Creating kata is the ulitmate art form i think and must be done for various reasons.  As per your response above, I guess you can have Kata for various purposes: competition and/or budo.

The kata's I'm planning to develop are for my own personal system, a way to extract the key concepts and ideas.  A way to pass it down to my daughter and my students as I age.  I plan to film this eventually....and frankly, I am proud of myself to be able to reach this stage in my art....thought I'd never get there....but it's a neat way also to examine and relearn what you have learned as you are packaging and repackaging the techniques.

All the best!

Chris.

Marc
Marc's picture

chrishanson68 wrote:

Thanks for the share Marc.  You sound like a good teacher.  Are you in the educational field?

Thanks for the nice words, Chris. I'm working mainly as a web-developer but have also held seminars on using computer software and internet media. I am very much into usability, i.e. making it easy for the user/reader/student to accomplish their goals. I started to teach karate only a few years ago.

chrishanson68 wrote:

Creating kata is the ulitmate art form i think and must be done for various reasons.  As per your response above, I guess you can have Kata for various purposes: competition and/or budo.

The kata's I'm planning to develop are for my own personal system, a way to extract the key concepts and ideas.  A way to pass it down to my daughter and my students as I age.  I plan to film this eventually....and frankly, I am proud of myself to be able to reach this stage in my art....thought I'd never get there....but it's a neat way also to examine and relearn what you have learned as you are packaging and repackaging the techniques.

Yes, I think you can certainly create your own katas to package the stuff you learned and made your own. Maybe you even should do that. Kata is certainly one of the best forms of memorizing movements. But you will have to practice it regularly. If you simply want to record your applications, tactics and priciples then video and other permanent media are perhaps better suited for the job. Its like music. Repeatedly rehearsing a song is the best way to memorize it if you want to be able to perform it with confidence, routine and verve, or even improvise over it.

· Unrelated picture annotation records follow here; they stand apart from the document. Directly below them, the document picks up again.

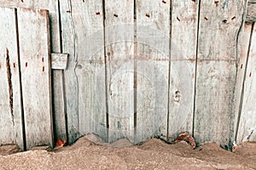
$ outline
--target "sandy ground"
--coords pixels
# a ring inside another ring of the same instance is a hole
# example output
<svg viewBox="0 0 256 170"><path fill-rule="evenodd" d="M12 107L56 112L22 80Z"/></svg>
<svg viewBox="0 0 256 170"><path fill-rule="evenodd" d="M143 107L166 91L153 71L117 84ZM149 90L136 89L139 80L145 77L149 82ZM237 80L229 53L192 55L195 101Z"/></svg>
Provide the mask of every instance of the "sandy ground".
<svg viewBox="0 0 256 170"><path fill-rule="evenodd" d="M0 169L256 169L256 144L244 143L235 152L216 144L193 150L181 142L167 144L151 139L141 145L112 147L89 140L46 151L45 147L19 152L15 146L0 147ZM96 140L94 140L96 141ZM120 140L113 145L129 144Z"/></svg>

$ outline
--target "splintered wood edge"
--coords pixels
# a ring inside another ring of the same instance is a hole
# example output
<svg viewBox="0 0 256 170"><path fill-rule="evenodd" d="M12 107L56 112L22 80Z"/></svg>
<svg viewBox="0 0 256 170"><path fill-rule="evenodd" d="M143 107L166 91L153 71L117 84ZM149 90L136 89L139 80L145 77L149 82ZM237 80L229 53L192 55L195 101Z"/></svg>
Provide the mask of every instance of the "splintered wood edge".
<svg viewBox="0 0 256 170"><path fill-rule="evenodd" d="M67 56L67 54L51 54L51 69L66 70Z"/></svg>
<svg viewBox="0 0 256 170"><path fill-rule="evenodd" d="M251 1L247 3L246 21L247 22L256 21L256 1Z"/></svg>

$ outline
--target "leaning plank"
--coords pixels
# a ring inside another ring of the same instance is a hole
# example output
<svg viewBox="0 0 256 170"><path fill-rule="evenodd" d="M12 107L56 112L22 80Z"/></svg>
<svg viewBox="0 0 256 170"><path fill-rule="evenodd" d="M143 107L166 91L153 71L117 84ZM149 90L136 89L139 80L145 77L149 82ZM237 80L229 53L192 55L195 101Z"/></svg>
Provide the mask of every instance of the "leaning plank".
<svg viewBox="0 0 256 170"><path fill-rule="evenodd" d="M61 0L60 10L69 143L89 133L107 139L102 1Z"/></svg>
<svg viewBox="0 0 256 170"><path fill-rule="evenodd" d="M133 4L132 0L110 0L105 3L110 143L122 138L133 142Z"/></svg>
<svg viewBox="0 0 256 170"><path fill-rule="evenodd" d="M172 3L169 139L192 134L198 3Z"/></svg>
<svg viewBox="0 0 256 170"><path fill-rule="evenodd" d="M247 68L237 142L256 141L256 26L253 25L251 47L248 51Z"/></svg>
<svg viewBox="0 0 256 170"><path fill-rule="evenodd" d="M231 144L236 37L243 5L241 1L201 1L194 132L200 144Z"/></svg>
<svg viewBox="0 0 256 170"><path fill-rule="evenodd" d="M137 1L136 143L167 134L170 1Z"/></svg>
<svg viewBox="0 0 256 170"><path fill-rule="evenodd" d="M236 78L236 92L234 95L234 102L235 102L235 131L234 131L234 141L237 139L237 133L240 127L240 118L241 118L241 111L242 106L242 100L244 94L244 76L245 71L247 68L247 58L248 47L250 42L250 35L252 30L252 23L245 22L243 25L241 33L239 35L238 39L238 51L239 55L239 63L237 65L237 78ZM240 141L236 141L239 143Z"/></svg>
<svg viewBox="0 0 256 170"><path fill-rule="evenodd" d="M15 11L0 8L0 145L24 150Z"/></svg>
<svg viewBox="0 0 256 170"><path fill-rule="evenodd" d="M49 12L18 8L18 31L26 148L53 146Z"/></svg>

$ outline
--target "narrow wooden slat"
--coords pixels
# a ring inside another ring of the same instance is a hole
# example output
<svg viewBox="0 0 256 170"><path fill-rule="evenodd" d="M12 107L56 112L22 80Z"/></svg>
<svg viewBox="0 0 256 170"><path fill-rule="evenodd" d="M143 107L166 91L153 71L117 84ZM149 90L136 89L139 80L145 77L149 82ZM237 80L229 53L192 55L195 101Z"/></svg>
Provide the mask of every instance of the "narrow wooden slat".
<svg viewBox="0 0 256 170"><path fill-rule="evenodd" d="M245 86L237 142L256 141L256 26L253 26L247 68L245 75Z"/></svg>
<svg viewBox="0 0 256 170"><path fill-rule="evenodd" d="M109 142L133 142L134 2L105 2Z"/></svg>
<svg viewBox="0 0 256 170"><path fill-rule="evenodd" d="M69 143L88 133L106 139L103 12L101 0L60 1Z"/></svg>
<svg viewBox="0 0 256 170"><path fill-rule="evenodd" d="M4 0L0 6L9 8L44 8L49 12L49 30L51 53L61 53L58 0ZM52 71L53 77L53 112L55 116L55 136L67 140L64 110L63 71Z"/></svg>
<svg viewBox="0 0 256 170"><path fill-rule="evenodd" d="M240 1L201 1L194 132L200 144L227 147L233 139L236 37L243 6Z"/></svg>
<svg viewBox="0 0 256 170"><path fill-rule="evenodd" d="M18 8L27 149L42 144L53 146L49 27L47 10Z"/></svg>
<svg viewBox="0 0 256 170"><path fill-rule="evenodd" d="M252 23L246 22L241 28L241 33L238 39L238 51L239 55L239 63L237 65L237 78L235 92L235 131L234 131L234 140L237 139L237 133L240 126L240 118L241 118L241 106L242 106L242 84L244 80L244 74L246 71L247 65L247 55L248 52L250 35L252 30ZM239 141L236 141L239 143Z"/></svg>
<svg viewBox="0 0 256 170"><path fill-rule="evenodd" d="M170 1L137 1L136 143L167 134Z"/></svg>
<svg viewBox="0 0 256 170"><path fill-rule="evenodd" d="M0 145L23 150L15 11L0 8Z"/></svg>
<svg viewBox="0 0 256 170"><path fill-rule="evenodd" d="M51 69L65 70L67 64L67 54L51 54Z"/></svg>
<svg viewBox="0 0 256 170"><path fill-rule="evenodd" d="M169 137L192 134L198 3L172 3Z"/></svg>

But recording it on tape and writing down the notes and even writing comments on how and why you created your musical piece helps a lot if you want to make sure you don't forget your ideas, or if you want to reach a larger or later audience.

So I suggest that if you create your own kata, be sure to record as much as possible about it, i.e. what, why, how, what for, whence and so on. Use video, audio, writing and drawings.

Because, wouldn't it be great, if we had all that from the old masters.

On the other hand, if we indeed had all that, maybe we would not be as creative about bunkai/oyo as we are today. I mean look at the Group Bunkai Analysis on the Opening sequence of Saifa on this forum. If we had a definite application handed down from whoever created Saifa, would we see so many great contributions with different interpretations?